This blog article describes our recent work on human action recognition, specifically on understanding actions out of context thanks to our new Mimetics dataset.
Progress in human action recognition …
Action recognition methods have recently obtained impressive results thanks to large-scale datasets, such as Kinetics400, which contains more than 300,000 video clips and covers 400 classes. Methods based on deep neural networks with spatio-temporal convolutions [1,2] reach outstanding performance with approximately 75% top-1 accuracy and 95% top-5 accuracy. The resulting models transfer well to other video recognition tasks and datasets, however, the explanation behind such high performance remains unclear.
… thanks to context biases (scene, object)
We observed that most actions can actually be recognized from their context only. As an example, videos where the person have been masked out, as shown in the figures above, can still be accurately classified.. without even seeing the person! We retrained a model on this masked videos and obtained a top-1 accuracy of 65% on Kinetics! This shows how much context can be leveraged by spatio-temporal CNNs designed for human action recognition.
Out-of-context human action
While this contextual information is certainly useful to predict human actions, it’s not sufficient to truly understand what’s happening in a scene. People have a more complete understanding of human actions and can even recognize them without any context, object or scene, the most obvious example being mimes.

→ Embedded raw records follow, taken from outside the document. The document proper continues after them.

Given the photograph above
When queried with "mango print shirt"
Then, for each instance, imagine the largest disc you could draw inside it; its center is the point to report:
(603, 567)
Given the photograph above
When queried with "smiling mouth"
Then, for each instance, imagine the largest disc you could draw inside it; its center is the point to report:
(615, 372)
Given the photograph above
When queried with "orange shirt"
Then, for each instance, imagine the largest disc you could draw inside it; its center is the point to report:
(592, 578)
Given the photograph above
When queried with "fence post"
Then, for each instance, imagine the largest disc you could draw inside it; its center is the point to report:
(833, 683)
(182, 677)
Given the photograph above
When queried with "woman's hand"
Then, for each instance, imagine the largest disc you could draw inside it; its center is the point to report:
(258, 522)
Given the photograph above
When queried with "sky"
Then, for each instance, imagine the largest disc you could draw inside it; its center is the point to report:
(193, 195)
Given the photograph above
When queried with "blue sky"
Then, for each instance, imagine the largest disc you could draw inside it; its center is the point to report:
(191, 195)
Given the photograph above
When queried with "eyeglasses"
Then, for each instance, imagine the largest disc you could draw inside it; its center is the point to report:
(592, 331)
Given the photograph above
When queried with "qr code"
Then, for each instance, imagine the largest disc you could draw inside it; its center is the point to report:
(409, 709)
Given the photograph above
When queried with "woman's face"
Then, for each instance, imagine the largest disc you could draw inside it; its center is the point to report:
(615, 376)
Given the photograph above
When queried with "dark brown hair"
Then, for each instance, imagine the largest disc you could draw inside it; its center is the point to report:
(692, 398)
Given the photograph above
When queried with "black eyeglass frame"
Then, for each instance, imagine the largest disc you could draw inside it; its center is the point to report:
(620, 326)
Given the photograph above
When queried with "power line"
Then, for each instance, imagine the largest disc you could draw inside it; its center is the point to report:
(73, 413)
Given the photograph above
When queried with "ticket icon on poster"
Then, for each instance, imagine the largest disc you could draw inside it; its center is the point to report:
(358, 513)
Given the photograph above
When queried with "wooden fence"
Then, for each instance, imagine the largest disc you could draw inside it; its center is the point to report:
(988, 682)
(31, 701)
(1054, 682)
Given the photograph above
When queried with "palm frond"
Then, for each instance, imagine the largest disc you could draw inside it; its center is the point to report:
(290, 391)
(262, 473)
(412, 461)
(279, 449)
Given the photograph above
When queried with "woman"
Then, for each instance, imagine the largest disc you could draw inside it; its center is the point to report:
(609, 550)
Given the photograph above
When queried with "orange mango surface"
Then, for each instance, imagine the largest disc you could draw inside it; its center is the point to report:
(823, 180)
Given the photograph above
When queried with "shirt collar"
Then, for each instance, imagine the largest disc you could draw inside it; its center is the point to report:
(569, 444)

To understand action in out-of-context scenarios, i.e. when object and scene are absent or misleading, action recognition can only rely on body language captured by human pose and motion. While 3D action recognition (i.e. action recognition from skeleton data) has been well studied in the community, its application has been limited to constrained scenarios where accurate ground-truth body poses can be acquired through a motion capture system. In this work, we propose to compare the performance of pose-based action recognition methods and spatio-temporal CNNs in out-of-context scenarios.